Oh, wow. Wow, fascinating – what about symptoms for polycythemia vera?
Yeah, so this is a great theme that you’ve got going here, which is know your body. If you know your body, then you’re able to tell what’s abnormal or normal. p. vera can be a bit more subtle.
Oftentimes patients with p. vera can have a normal life expectancy and the longer term series in Europe show that it’s basically about the same life expectancy as the general population or slightly lower. But that doesn’t tell the whole story. Patients with p. vera can have an unbelievable symptom burden, either from the hyperviscosity of the hematocrit, the blood level being too high or the cytokine storm, that I mentioned, that makes people feel not well. So fatigue, brain fog, feelings of sluggishness, feeling too full, those are common in p. vera.

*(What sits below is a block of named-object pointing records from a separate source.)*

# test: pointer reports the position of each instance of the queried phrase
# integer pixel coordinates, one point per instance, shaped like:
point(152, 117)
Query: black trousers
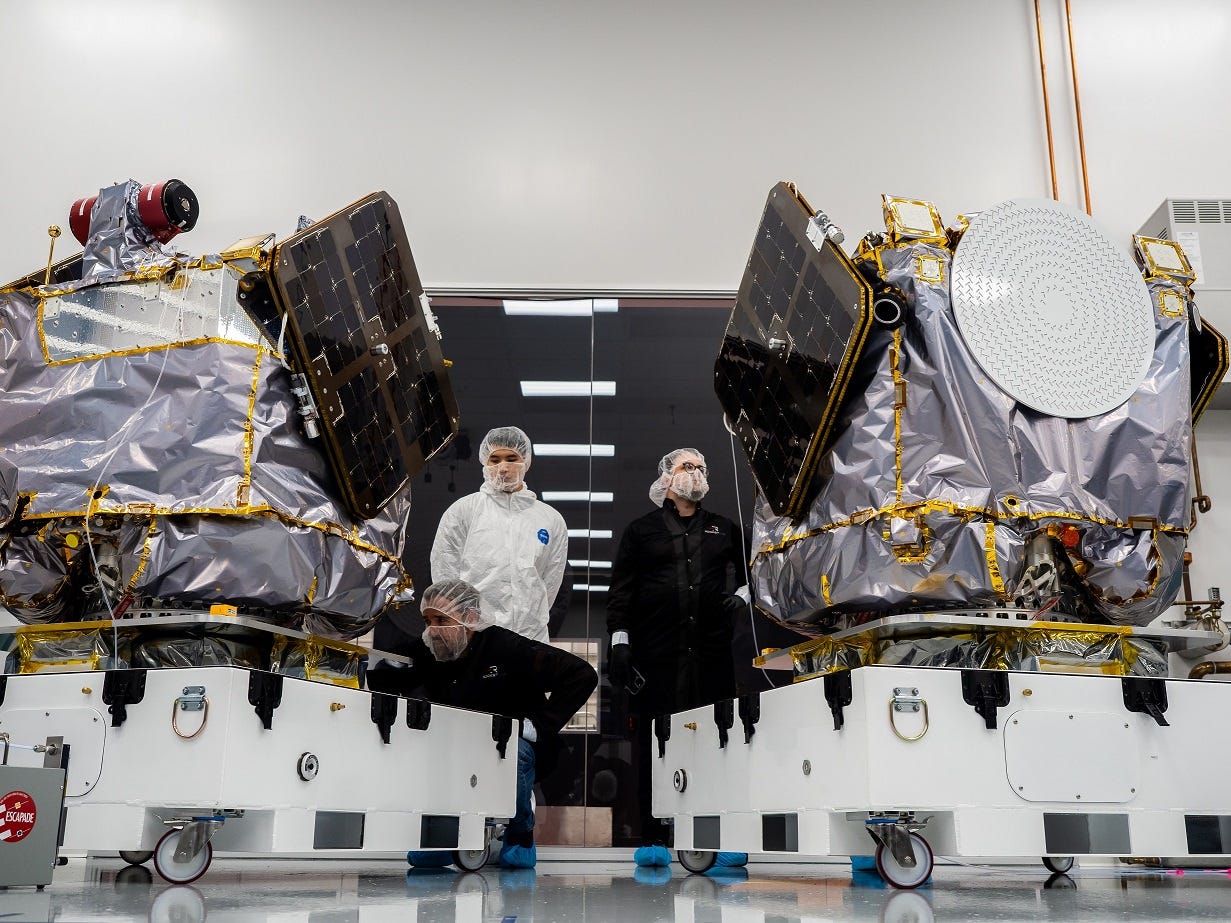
point(665, 694)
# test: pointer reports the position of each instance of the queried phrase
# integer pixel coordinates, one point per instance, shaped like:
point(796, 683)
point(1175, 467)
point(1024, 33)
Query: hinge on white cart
point(419, 714)
point(750, 713)
point(501, 730)
point(122, 688)
point(662, 732)
point(838, 694)
point(986, 689)
point(265, 694)
point(1146, 695)
point(384, 713)
point(724, 716)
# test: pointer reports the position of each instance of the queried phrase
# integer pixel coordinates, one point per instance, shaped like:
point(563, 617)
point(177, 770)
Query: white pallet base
point(123, 782)
point(1067, 771)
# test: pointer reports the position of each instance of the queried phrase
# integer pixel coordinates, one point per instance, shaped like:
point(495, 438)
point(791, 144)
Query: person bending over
point(464, 661)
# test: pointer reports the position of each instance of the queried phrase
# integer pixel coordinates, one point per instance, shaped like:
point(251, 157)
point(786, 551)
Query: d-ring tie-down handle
point(907, 699)
point(192, 699)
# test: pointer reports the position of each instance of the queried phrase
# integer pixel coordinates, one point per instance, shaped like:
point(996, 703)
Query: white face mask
point(689, 485)
point(446, 643)
point(506, 476)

The treatments are aimed at trying to make that better. So, phlebotomy to bring the hematocrit down below 45 can make you feel a little bit lighter, a little bit better, decrease the brain fog. If you’re using either the standard treatments of Hydrea or interferon, and then, of course, the baby aspirin to prevent clots, heart attacks, stroke. The newer agents in p. vera include the ropeginterferon that we mentioned earlier, clinical trials, such as the PTG-300 that I’m a part of, that try to really keep the blood levels normal all the time.

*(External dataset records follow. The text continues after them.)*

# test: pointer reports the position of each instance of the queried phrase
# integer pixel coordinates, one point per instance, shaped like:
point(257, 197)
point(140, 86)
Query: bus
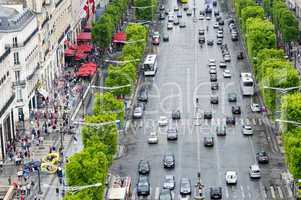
point(247, 84)
point(120, 188)
point(150, 65)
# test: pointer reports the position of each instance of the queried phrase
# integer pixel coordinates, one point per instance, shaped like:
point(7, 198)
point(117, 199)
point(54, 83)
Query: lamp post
point(281, 91)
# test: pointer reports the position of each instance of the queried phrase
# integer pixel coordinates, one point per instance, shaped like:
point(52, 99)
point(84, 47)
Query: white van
point(254, 171)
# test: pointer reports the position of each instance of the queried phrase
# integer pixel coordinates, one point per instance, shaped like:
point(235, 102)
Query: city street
point(183, 76)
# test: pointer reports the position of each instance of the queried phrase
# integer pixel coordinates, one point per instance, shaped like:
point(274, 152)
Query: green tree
point(268, 54)
point(260, 34)
point(106, 134)
point(118, 76)
point(84, 168)
point(291, 110)
point(241, 4)
point(279, 74)
point(250, 12)
point(292, 146)
point(101, 35)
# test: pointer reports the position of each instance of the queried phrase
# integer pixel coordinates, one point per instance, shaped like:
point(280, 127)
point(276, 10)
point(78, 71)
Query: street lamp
point(282, 90)
point(119, 62)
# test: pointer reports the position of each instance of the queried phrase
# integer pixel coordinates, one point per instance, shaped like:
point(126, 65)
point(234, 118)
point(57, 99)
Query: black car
point(176, 114)
point(213, 77)
point(172, 133)
point(210, 42)
point(216, 193)
point(214, 99)
point(143, 186)
point(143, 167)
point(201, 31)
point(222, 64)
point(185, 186)
point(162, 16)
point(165, 37)
point(221, 130)
point(208, 141)
point(236, 110)
point(221, 22)
point(169, 161)
point(143, 95)
point(262, 157)
point(216, 13)
point(232, 97)
point(230, 120)
point(214, 86)
point(219, 41)
point(214, 3)
point(207, 115)
point(202, 39)
point(179, 15)
point(165, 194)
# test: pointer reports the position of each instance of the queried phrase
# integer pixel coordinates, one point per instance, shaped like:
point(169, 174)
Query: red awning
point(85, 48)
point(87, 69)
point(80, 55)
point(119, 37)
point(84, 36)
point(87, 28)
point(69, 52)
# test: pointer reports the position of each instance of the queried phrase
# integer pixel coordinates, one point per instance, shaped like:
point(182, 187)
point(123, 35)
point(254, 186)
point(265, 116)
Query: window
point(17, 76)
point(15, 42)
point(16, 58)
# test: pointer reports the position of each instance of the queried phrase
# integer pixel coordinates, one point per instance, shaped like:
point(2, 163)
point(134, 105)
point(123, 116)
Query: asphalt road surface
point(183, 76)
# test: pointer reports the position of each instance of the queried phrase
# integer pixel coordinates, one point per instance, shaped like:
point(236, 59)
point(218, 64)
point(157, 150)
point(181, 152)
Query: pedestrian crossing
point(218, 121)
point(234, 192)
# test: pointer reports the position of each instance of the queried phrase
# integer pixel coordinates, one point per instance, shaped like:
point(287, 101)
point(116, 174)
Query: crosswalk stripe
point(242, 191)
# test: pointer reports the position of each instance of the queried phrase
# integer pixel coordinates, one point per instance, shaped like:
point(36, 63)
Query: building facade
point(19, 44)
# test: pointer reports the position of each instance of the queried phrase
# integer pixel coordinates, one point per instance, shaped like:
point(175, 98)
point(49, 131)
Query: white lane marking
point(242, 192)
point(157, 193)
point(262, 190)
point(273, 192)
point(280, 192)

And so hopefully help to improve the quality of life, decrease the chance of having a clot, and also hopefully try to make patients feel better from these aspects.
What about essential thrombocythemia or ET?

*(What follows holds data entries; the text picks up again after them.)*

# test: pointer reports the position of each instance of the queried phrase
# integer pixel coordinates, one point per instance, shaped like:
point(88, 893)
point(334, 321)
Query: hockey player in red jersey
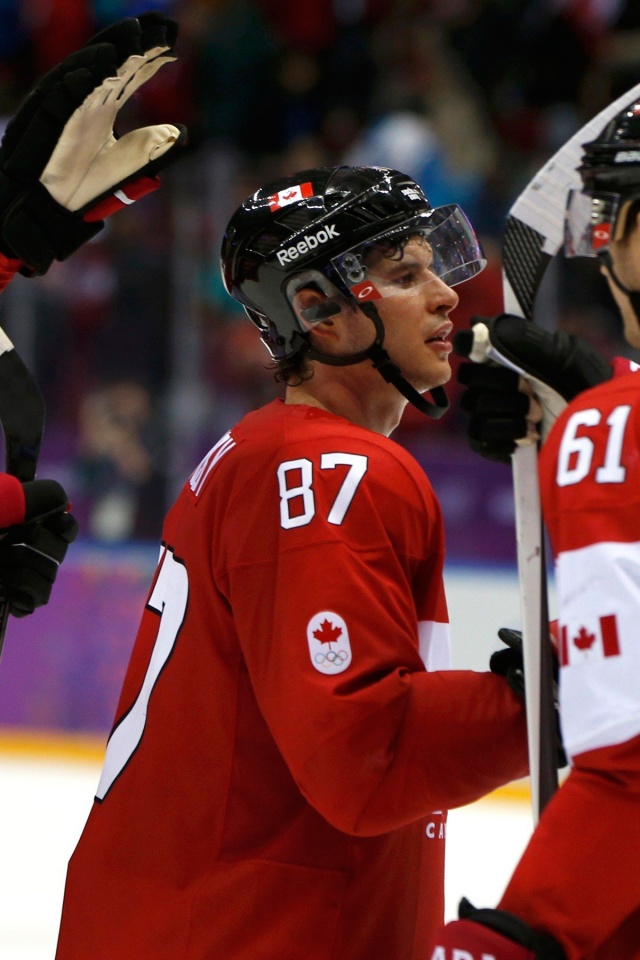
point(289, 736)
point(575, 893)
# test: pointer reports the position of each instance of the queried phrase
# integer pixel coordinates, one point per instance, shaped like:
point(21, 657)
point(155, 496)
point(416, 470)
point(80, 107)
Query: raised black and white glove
point(63, 168)
point(507, 351)
point(37, 530)
point(509, 663)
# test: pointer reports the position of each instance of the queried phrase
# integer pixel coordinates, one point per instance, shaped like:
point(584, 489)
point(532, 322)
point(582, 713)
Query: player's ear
point(313, 307)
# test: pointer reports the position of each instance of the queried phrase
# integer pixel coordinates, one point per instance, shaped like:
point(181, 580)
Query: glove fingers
point(63, 525)
point(483, 376)
point(491, 404)
point(157, 31)
point(139, 34)
point(503, 432)
point(125, 37)
point(140, 73)
point(25, 160)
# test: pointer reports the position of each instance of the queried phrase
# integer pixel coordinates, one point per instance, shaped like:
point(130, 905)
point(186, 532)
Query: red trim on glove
point(622, 366)
point(12, 501)
point(122, 198)
point(8, 269)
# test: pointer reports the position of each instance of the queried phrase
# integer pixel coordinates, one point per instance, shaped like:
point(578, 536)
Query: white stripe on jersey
point(599, 602)
point(199, 476)
point(435, 644)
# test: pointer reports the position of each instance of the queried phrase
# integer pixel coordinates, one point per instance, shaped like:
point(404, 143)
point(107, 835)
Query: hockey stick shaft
point(534, 234)
point(22, 415)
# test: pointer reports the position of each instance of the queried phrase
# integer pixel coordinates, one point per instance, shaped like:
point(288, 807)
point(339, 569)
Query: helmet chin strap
point(387, 369)
point(634, 295)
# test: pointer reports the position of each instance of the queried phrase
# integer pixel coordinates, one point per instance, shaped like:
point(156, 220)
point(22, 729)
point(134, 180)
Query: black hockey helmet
point(310, 229)
point(610, 173)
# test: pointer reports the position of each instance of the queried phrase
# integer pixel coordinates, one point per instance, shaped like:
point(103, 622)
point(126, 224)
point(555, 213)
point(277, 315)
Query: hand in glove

ET, again, just like PV, you can have a lot of patients who are either incidentally diagnosed or not too much of a symptom burden. But again, here, the blood counts don’t tell the story. You can have “low risk ET” which is defined as less than 60 or no prior blood clots. So, you can be 43 years old, diagnosed with ET, your blood counts aren’t that high, but yet you’re still feeling overwhelming fatigue, itching. You’re seeing flashing things in your eyes called scotomas. You’re having small nerve or vascular issues called erythromelalgias. It’s a very elusive and difficult disease, particularly for our young patients. So, in ET, again, the same set of symptoms can happen. This fatigue, itching, the brain fog, concentration, bleeding, and or clotting.
And so again, the goal of therapy is to mitigate those. If you’re young, a lot of patients are either observed or baby aspirin. If you’re older than 60 or have high risk features, then again, cytoreductive therapy. The other aspect I should mention is you can start out with one of these, and it transforms into the other. That’s called clinical or phenotypic shifts. You can start out as an ET, go to PV. You can start out as PV and go to myelofibrosis. You can start out as myelofibrosis and go to acute myeloid leukemia. So, that’s why follow-up, even over years, decades, is important, preferably with an expert team, because you never know when one of these things wants to transform. And then your side effect, or I should say your symptom profile therefore changes with that transformation.